For Apple, the declining price of technology will present significant headwinds for profit growth.

Introduction of new products are crucial to fuel profit growth in the future.

I am long AAPL, but that does not mean that I believe Apple is a perfect company. Here, I am going to discuss what I believe to be the biggest threat to the company in the long term - the declining price of computing technology.

The Fall in the Price of Computing Technology

It is a long-standing trend for technology equipment to become more affordable over time.

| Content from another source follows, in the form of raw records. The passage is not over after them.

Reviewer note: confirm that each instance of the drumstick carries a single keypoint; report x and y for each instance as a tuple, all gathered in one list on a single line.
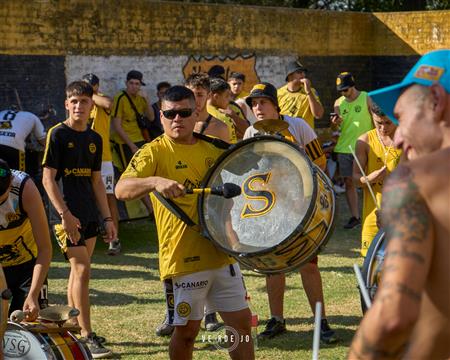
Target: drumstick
[(316, 338), (362, 287), (227, 190), (365, 177)]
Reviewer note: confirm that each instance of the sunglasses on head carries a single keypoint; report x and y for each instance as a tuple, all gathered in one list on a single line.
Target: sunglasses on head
[(171, 114)]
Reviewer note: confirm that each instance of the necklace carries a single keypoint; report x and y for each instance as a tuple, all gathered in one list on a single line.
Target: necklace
[(386, 150)]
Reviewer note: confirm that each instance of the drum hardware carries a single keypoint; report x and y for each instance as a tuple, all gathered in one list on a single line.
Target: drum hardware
[(227, 190), (271, 126), (372, 267)]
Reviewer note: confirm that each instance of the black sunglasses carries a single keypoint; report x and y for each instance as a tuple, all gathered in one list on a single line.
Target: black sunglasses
[(171, 114)]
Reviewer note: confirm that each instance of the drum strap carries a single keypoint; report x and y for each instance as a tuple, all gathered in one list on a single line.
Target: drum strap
[(218, 143), (174, 209)]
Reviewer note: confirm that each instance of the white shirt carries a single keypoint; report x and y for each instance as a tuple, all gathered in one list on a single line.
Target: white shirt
[(299, 128), (15, 126)]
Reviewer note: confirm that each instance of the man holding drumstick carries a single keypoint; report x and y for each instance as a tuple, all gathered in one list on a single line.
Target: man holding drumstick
[(201, 274), (264, 103), (410, 317)]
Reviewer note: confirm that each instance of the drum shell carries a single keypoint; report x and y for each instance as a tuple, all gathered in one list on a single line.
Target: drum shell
[(307, 239), (40, 341), (372, 265)]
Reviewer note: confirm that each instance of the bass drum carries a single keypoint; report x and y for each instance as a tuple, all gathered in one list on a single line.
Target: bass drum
[(285, 213), (38, 341), (372, 266)]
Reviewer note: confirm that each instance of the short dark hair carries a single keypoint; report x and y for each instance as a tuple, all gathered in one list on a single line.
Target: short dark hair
[(219, 86), (237, 75), (178, 93), (5, 176), (217, 71), (162, 85), (375, 109), (198, 80), (91, 79), (79, 88)]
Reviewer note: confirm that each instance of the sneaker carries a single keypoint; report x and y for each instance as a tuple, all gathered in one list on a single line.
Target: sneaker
[(327, 335), (211, 323), (164, 329), (96, 348), (273, 328), (114, 248), (352, 222)]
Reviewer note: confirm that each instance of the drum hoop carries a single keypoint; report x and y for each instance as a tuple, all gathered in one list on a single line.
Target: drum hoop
[(298, 230)]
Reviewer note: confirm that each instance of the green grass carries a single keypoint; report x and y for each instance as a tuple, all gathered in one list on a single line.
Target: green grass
[(127, 298)]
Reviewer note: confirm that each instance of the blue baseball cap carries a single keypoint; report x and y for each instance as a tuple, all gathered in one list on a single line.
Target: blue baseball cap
[(433, 67)]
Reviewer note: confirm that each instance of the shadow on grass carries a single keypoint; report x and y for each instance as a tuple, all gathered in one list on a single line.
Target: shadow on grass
[(103, 298)]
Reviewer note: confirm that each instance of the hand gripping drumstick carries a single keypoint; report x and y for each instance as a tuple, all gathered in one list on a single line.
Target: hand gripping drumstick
[(365, 177), (227, 190)]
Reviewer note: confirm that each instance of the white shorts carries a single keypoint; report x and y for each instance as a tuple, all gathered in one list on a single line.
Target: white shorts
[(218, 290), (108, 176)]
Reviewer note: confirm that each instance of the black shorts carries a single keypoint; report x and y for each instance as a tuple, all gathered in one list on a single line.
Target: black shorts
[(87, 231), (19, 278), (125, 154), (15, 158)]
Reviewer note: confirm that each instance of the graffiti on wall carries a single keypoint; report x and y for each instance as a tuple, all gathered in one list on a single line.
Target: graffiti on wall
[(244, 64)]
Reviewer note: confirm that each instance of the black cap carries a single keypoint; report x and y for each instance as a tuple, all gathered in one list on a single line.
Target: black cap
[(217, 71), (294, 66), (266, 90), (91, 79), (137, 75), (344, 81)]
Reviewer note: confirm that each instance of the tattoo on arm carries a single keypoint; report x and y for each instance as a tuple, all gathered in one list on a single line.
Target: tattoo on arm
[(405, 213)]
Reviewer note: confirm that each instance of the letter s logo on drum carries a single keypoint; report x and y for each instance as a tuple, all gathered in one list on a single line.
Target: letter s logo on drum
[(253, 189)]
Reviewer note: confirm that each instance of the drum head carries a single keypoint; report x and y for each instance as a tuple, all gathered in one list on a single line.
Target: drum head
[(277, 186)]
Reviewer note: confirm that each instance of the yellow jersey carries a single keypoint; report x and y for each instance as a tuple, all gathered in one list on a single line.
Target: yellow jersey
[(296, 104), (101, 123), (122, 109), (17, 245), (378, 156), (214, 111), (182, 249)]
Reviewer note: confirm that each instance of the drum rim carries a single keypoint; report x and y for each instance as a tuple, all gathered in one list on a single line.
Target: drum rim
[(300, 227)]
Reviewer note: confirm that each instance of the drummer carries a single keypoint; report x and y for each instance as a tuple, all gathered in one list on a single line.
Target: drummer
[(264, 103), (410, 317), (378, 157), (25, 246), (201, 273)]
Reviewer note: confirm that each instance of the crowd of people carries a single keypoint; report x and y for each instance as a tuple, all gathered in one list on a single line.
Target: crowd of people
[(164, 149)]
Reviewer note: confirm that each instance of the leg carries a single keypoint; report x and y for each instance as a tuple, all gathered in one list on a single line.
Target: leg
[(80, 273), (182, 341), (240, 321), (352, 196), (275, 285)]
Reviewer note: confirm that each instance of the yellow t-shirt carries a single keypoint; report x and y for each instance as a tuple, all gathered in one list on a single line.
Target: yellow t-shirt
[(375, 160), (101, 123), (296, 104), (182, 250), (123, 110), (214, 111)]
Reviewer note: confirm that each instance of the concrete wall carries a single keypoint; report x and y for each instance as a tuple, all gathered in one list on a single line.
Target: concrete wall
[(47, 43)]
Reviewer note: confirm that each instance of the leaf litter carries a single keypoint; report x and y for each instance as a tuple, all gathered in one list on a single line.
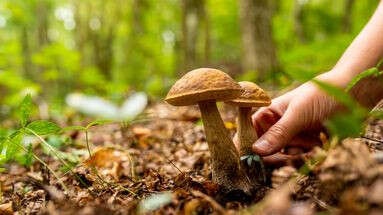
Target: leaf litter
[(161, 166)]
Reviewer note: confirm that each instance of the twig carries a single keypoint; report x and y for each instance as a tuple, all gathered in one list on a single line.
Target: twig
[(174, 165)]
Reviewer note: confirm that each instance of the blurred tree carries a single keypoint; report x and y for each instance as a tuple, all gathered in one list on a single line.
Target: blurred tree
[(298, 19), (258, 48), (195, 33), (347, 15)]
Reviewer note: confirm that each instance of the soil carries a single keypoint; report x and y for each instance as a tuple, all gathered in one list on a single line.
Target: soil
[(161, 166)]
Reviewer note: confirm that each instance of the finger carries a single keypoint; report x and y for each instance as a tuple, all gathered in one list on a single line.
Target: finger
[(279, 135), (264, 119), (294, 151)]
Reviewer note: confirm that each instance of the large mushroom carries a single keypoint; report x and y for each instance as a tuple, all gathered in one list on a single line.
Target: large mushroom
[(205, 87), (252, 96)]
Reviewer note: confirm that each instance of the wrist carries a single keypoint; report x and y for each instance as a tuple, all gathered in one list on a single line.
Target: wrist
[(335, 78)]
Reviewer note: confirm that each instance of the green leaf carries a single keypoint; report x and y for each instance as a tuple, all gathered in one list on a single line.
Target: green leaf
[(154, 202), (74, 128), (43, 127), (249, 161), (373, 71), (29, 156), (244, 157), (98, 122), (25, 110)]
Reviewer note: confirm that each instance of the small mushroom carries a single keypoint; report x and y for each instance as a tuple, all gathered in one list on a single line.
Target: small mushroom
[(205, 87), (252, 96)]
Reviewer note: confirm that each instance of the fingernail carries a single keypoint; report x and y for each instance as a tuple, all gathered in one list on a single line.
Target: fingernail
[(261, 146)]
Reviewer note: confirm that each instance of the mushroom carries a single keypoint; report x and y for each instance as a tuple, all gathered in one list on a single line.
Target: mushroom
[(252, 96), (205, 87)]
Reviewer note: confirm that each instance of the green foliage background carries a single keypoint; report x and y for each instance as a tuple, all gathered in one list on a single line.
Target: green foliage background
[(52, 47)]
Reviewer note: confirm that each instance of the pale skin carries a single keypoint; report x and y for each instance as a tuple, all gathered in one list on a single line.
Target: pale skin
[(294, 119)]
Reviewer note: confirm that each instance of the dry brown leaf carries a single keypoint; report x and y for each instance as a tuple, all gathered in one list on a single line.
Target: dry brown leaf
[(6, 209)]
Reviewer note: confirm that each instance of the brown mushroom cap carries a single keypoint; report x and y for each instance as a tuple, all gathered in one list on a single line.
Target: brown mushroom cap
[(201, 85), (252, 96)]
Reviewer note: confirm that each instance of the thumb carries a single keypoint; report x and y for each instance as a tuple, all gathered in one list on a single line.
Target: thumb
[(278, 135)]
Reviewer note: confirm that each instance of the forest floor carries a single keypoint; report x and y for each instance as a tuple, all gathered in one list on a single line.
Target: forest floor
[(161, 166)]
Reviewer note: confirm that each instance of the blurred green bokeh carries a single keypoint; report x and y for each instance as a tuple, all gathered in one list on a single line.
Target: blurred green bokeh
[(50, 48)]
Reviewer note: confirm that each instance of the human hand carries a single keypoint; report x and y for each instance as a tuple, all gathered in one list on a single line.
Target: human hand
[(292, 122)]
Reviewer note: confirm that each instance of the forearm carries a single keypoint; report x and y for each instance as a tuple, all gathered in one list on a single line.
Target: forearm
[(364, 52)]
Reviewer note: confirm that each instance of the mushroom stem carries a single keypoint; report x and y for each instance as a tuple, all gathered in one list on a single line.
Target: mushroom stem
[(226, 169), (247, 136), (246, 133)]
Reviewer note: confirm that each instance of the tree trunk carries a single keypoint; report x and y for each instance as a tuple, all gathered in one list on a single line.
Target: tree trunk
[(26, 53), (195, 33), (347, 16), (298, 16), (42, 9), (258, 48)]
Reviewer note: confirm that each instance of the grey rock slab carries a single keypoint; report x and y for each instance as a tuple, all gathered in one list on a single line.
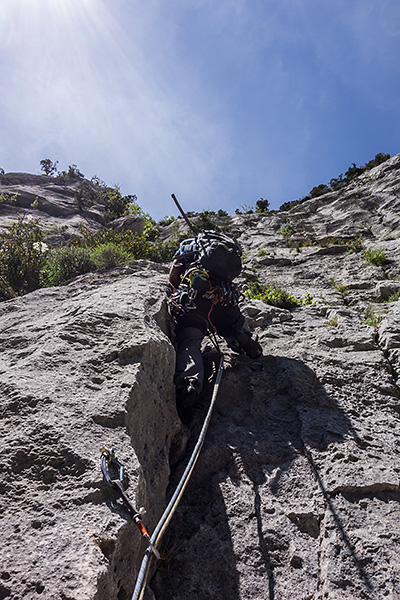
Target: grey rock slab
[(82, 366)]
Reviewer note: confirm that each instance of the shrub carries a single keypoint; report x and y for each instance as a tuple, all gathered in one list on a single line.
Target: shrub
[(371, 318), (262, 206), (271, 294), (48, 166), (8, 198), (340, 287), (109, 255), (394, 297), (375, 256), (65, 263), (22, 255), (286, 230)]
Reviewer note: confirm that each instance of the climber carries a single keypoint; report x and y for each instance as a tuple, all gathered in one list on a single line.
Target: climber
[(205, 299)]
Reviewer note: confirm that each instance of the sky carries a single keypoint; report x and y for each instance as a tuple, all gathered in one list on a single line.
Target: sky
[(221, 102)]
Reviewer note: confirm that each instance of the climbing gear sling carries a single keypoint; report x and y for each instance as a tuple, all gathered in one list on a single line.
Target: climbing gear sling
[(173, 503), (108, 458)]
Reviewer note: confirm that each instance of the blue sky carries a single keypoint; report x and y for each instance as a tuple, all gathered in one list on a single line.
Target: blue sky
[(219, 101)]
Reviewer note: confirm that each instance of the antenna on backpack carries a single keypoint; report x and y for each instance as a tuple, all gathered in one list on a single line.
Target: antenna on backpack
[(184, 215)]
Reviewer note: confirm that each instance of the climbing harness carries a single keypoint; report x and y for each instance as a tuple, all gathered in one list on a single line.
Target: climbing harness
[(108, 460), (173, 503)]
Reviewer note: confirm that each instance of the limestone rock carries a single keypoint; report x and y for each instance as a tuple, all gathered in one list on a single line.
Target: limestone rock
[(129, 223), (296, 492)]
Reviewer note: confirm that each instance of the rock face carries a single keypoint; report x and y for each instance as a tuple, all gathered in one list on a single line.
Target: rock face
[(82, 366), (296, 491)]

Back in the 1984, the original Macintosh had a price tag of $2,495. It was chunky, slow, with only 128kb RAM, and it didn't even have a hard drive. Today, Apple has the much faster and sleeker looking iMac for sale for $1,099. The iMac is more than two times cheaper in nominal terms, and adjusted for inflation, $2,495 in 1984 is worth a hefty $5,713 in 2014. So in real terms, the Macintosh has become more than five times cheaper over the course of 30 years.

And it's not just the Macintosh, computer-related technology and equipment have all been become cheaper over time.

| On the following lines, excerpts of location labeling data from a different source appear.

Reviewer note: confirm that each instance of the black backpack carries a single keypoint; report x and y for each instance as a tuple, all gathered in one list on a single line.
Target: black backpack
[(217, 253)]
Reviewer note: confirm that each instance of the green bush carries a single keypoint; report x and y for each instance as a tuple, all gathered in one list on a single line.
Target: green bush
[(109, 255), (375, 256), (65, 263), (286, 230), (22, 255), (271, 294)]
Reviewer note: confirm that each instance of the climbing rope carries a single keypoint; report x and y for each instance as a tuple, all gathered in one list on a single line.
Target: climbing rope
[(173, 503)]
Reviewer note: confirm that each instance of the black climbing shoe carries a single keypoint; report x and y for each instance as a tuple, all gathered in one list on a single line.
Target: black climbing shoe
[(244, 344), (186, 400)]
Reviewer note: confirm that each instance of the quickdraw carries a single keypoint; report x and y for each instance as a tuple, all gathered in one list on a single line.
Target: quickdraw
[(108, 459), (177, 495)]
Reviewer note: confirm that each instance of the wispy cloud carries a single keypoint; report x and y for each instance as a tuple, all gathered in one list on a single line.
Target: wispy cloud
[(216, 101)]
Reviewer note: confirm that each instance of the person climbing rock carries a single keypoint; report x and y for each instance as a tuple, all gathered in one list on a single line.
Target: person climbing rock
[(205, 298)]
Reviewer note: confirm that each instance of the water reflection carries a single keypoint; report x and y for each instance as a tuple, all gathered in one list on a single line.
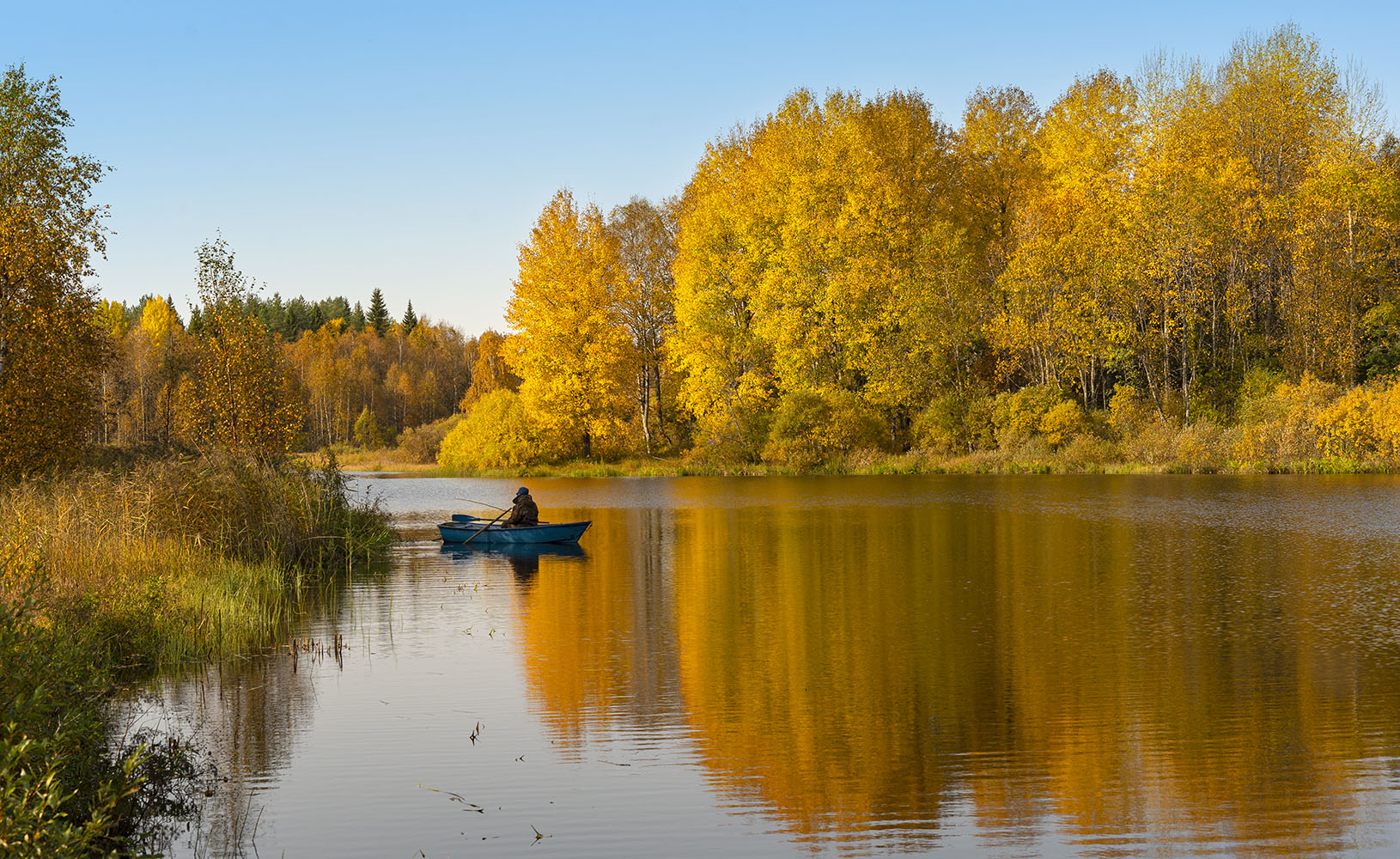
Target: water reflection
[(1013, 667)]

From the above graph, we can see that Price Index for computers has dropped dramatically over time. As the index is not adjusted for quality, it may have overstated the downward movement in computing technology prices. Nevertheless, this graph is helpful in our visualization of the declining cost of computer-related devices.

Here's another piece of data that showcases the persistent drop in the price of PCs (source link here):

In recent years, PCs have seen declines in prices consistently across different brands. And Apple is no exception to this. (Remember how much cheaper the Macbook Air, Retina Macbook, and iMac have become in the past few years?)

Other than PCs, tablets and smartphones are also expected to follow a similar downward movement in prices.

(source: Apple Press Release)

The iPad has seen declines in ASP ever since its inception. Recently, I noticed the basic WiFi iPad Air going on unprecedented massive "flash sales" on eBay for $400 for multiple sessions (e.g.: here, here, here), which provides some evidence that Apple is having difficulties in maintaining the current price on the product.

Smartphones are predicted to fare very much the same as tablets and PCs:

In the IDC forecast, iPhones are expected to drop ~$50 in ASP by 2018. Based on the graph, to keep margins constant, Apple will have to sell ~8% more units of iPhone to maintain its profits on iPhone (assume a current ASP of $650). Assuming a modest profit growth of 3% annually on iPhones, Apple would have to sell ~25% more iPhones by 2018 than it is selling currently.

What does this mean for Apple?

In the foreseeable future, PCs, tablets, and smartphones are expected to decline steadily in price. For Apple, this presents significant headwinds for profit growth. In my view, Apple cannot rely on existing products alone to drive profit growth. Any meaningful growth to its bottom line will likely come from the introduction of new product categories (iWatch, a new television product, etc.). As an equity owner of AAPL, I do not doubt the company's ability to innovate. But at the same time, I also acknowledged that Apple does have its fair share of problems.

In light of the introduction of the new iPhone 6, the iPhablet, and the iWatch, I believe that there are still short-term catalysts ahead for the stock, so I am long the stock over the short term. But as for the long term, there are much more uncertainties. Until I can get a better glimpse of Apple's new products, I cannot say with conviction that I am bullish on the stock over a long horizon.

Disclosure: The author is long AAPL. The author wrote this article themselves, and it expresses their own opinions. The author is not receiving compensation for it (other than from Seeking Alpha). The author has no business relationship with any company whose stock is mentioned in this article.